“People always told me that [former co-leader Nina Gordon] brought the pop and I brought the rock — I thought we both brought both — but clearly we were going in different directions, as clichéd as that sounds.” Louise Post believes that Gordon and she shared a musical vision, one that Louise continues with the current lineup of Veruca Salt.
In light of Gordon’s 1998 departure, it might be difficult defining what gives Veruca Salt their signature sound. Post explains it: “the way that my songwriting developed — alongside Nina and with the original band members — was something I wanted to stay true to. What really makes me tick [is that] I love to rock in an epic fashion, with loud, balls-to-the-wall, Armageddon guitars; with melody, harmony and whisper-to-a-scream vocals. All of that hasn’t changed,” she contends. So, what has changed? “Personal growth. The things that happen to individuals through growing up, I guess.”

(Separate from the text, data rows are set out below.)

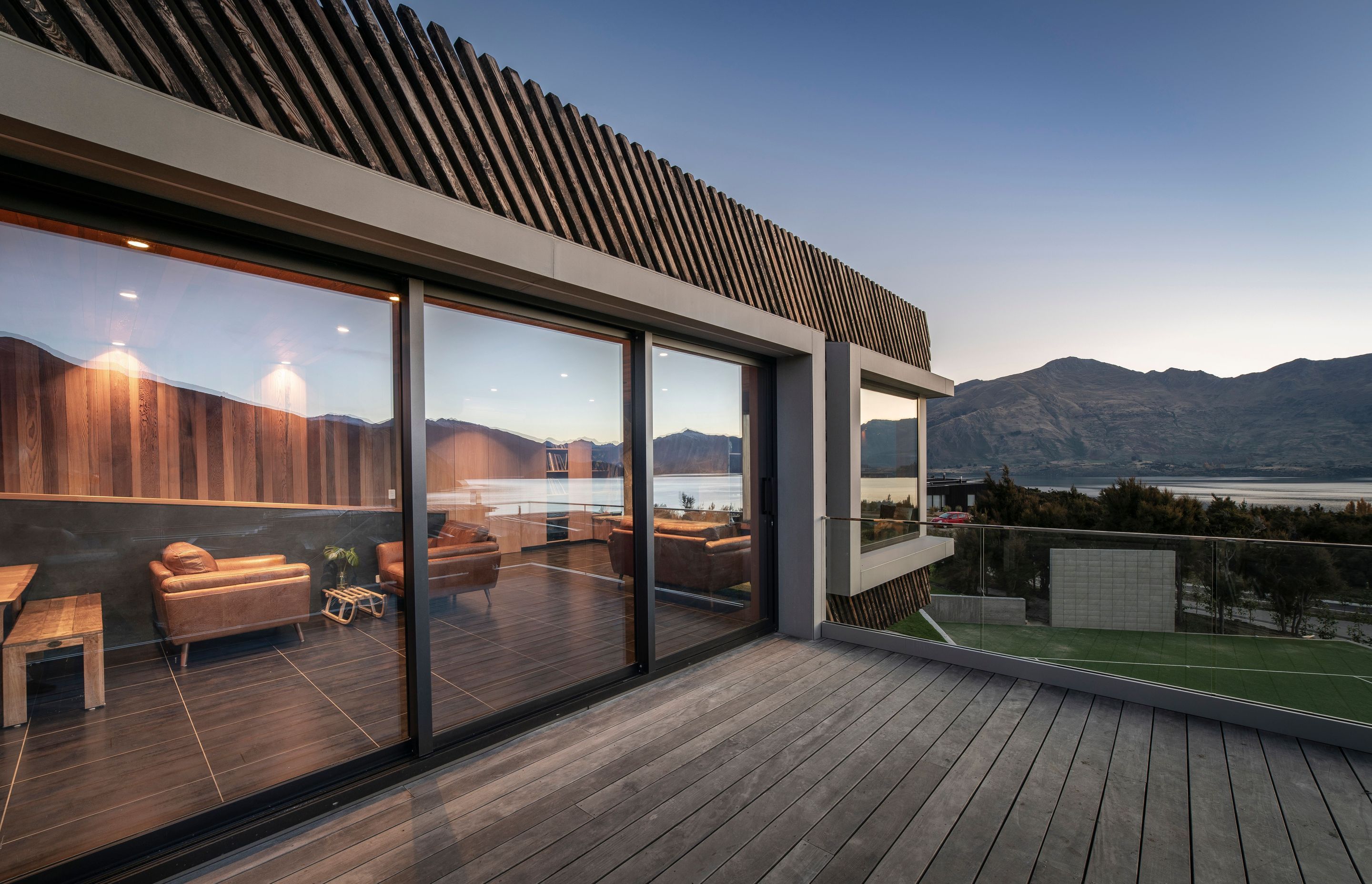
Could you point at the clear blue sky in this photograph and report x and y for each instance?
(1153, 184)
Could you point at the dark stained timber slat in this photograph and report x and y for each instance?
(205, 77)
(47, 27)
(147, 47)
(615, 190)
(503, 139)
(646, 220)
(582, 172)
(368, 83)
(338, 99)
(390, 64)
(540, 116)
(465, 92)
(688, 262)
(373, 81)
(660, 206)
(284, 58)
(333, 54)
(490, 195)
(267, 75)
(102, 41)
(641, 190)
(538, 156)
(446, 145)
(737, 256)
(574, 131)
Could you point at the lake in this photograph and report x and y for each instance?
(1267, 491)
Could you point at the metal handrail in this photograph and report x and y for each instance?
(1097, 533)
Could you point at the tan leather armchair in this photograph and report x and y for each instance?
(706, 556)
(463, 559)
(198, 596)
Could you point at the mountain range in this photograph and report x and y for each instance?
(1087, 418)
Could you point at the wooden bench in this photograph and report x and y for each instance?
(47, 625)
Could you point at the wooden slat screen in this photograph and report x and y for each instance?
(372, 86)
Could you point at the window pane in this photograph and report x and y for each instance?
(889, 474)
(183, 440)
(530, 552)
(706, 488)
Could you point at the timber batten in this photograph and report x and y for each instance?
(370, 84)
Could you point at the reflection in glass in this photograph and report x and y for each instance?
(889, 466)
(182, 441)
(706, 491)
(530, 592)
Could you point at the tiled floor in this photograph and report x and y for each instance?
(256, 710)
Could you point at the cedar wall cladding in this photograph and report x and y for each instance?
(370, 84)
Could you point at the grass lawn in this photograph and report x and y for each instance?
(917, 626)
(1309, 674)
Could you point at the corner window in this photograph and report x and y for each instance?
(889, 466)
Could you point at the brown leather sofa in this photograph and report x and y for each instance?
(198, 596)
(706, 556)
(463, 559)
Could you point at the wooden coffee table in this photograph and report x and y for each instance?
(14, 580)
(342, 603)
(47, 625)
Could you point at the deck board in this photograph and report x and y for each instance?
(819, 761)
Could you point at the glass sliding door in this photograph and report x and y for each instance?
(198, 463)
(708, 441)
(530, 544)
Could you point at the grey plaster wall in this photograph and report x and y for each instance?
(1113, 589)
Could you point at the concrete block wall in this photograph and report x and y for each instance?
(1113, 589)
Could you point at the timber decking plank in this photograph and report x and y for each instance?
(928, 830)
(430, 850)
(944, 774)
(780, 779)
(1068, 842)
(1319, 847)
(783, 835)
(1016, 849)
(1115, 849)
(1165, 853)
(508, 758)
(1346, 798)
(1267, 847)
(876, 835)
(969, 841)
(599, 849)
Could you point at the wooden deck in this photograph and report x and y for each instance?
(817, 761)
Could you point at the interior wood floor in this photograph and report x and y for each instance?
(817, 761)
(260, 709)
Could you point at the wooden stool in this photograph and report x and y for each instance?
(47, 625)
(342, 604)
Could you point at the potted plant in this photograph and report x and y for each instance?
(342, 561)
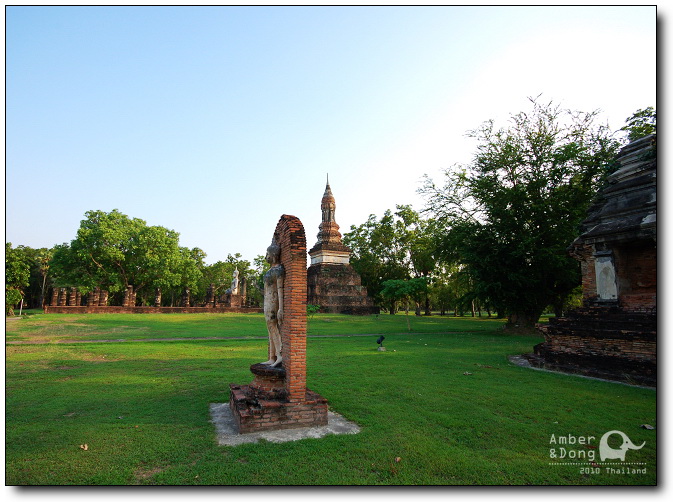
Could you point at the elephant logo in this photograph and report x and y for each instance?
(608, 452)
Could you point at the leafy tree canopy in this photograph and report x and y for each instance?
(17, 274)
(642, 123)
(512, 211)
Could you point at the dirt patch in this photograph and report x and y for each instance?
(142, 474)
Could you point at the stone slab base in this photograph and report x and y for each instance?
(228, 434)
(253, 413)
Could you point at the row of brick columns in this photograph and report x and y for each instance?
(73, 297)
(62, 297)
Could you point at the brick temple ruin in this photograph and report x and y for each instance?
(614, 334)
(332, 282)
(71, 301)
(277, 397)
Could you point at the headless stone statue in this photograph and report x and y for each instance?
(234, 283)
(273, 303)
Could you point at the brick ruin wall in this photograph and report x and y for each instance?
(298, 406)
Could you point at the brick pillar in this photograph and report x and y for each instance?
(243, 288)
(72, 297)
(210, 295)
(54, 297)
(292, 240)
(128, 294)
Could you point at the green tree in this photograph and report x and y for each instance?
(642, 123)
(113, 251)
(17, 275)
(396, 247)
(405, 290)
(510, 214)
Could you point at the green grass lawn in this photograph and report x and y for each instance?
(142, 408)
(41, 327)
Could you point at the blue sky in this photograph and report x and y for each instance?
(215, 121)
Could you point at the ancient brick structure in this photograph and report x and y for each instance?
(614, 334)
(119, 309)
(54, 297)
(277, 398)
(332, 282)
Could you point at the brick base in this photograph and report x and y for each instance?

Post doesn’t believe that IV
represents a new approach for Veruca Salt, but it is different: “I’m coming form a more ‘centered’ place; Resolver
was pure catharsis for me — an album that demanded to be made — and it came from a place of desperation. It was a purging of sorts; I guess all my records are for me — they tend to be autobiographical — but that one was really personal for me. IV
was created over time…it wasn’t recorded in such a frenzied state; I think it’s a more mature record.”
The centered place of which Louise speaks had a major influence on her state of mind during the run-up to creating IV. “After the frenzied pace of writing and recording — a [pattern] that doesn’t really give an individual any kind of repose — I gave myself that time. I collected myself and my thoughts. I moved out here to L.A.; I started doing a lot of hiking, getting out in the sunshine, getting back in touch with my family and best friends, spending time with my boyfriend. I actually [started] having a life outside of being a musician.” This centering time helped Post reacquaint herself with the things that made her want to play music. And it helped her craft the roaring return that is IV.
It’s a blessing and a curse to be a creative person. I don’t feel like I’m totally alive if I’m not creating.
The songwriting continued throughout her sabbatical. “It’s a blessing and a curse to be a creative person. I don’t feel like I’m totally alive if I’m not creating. And part of creating is releasing albums. That’s what I do; that’s the responsibility of the artist. That’s [part of] what’s kept me going; the feeling that I don’t have a choice, that this is what I do.”
At shows, many longtime fans still clamor for the old hits: “a lot of people come see us just because they loved ‘Seether’ in ’94, ’95. I tend to want to drop that from the set, but…we’re playing the show not for us, but for the fans. We want everyone to hear our new stuff, of course, but we want everyone to have a great show. Not just us.” And while Post admits that she likes to “play things exactly as they are on the record,” drummer Kellii Scott’s influence means that she can just “let him go” and change the songs’ underpinning a bit. She believes this departure makes for a more exciting live experience.
Yet in concert it’s clear that Nina Gordon is missed on some level. Louise allows that “I was thinking about her a lot on this last tour. Coming in contact with so many hardcore Veruca Salt fans that have been around since the beginning, and seeing their joy and excitement at seeing the band again, I found myself wishing that she could be there for that. Because a lot of that love was meant for her, too.”
Overall, Louise Post is more optimistic than she’s been in years. And while she and the band are focused on working IV for all it’s worth, Post is already writing for the eventual followup. “It feels like all the stars are aligned, and everything is happening the way it’s supposed to. I’m not having to break down any walls, or do anything that doesn’t feel perfectly natural to me. And I like it that way.”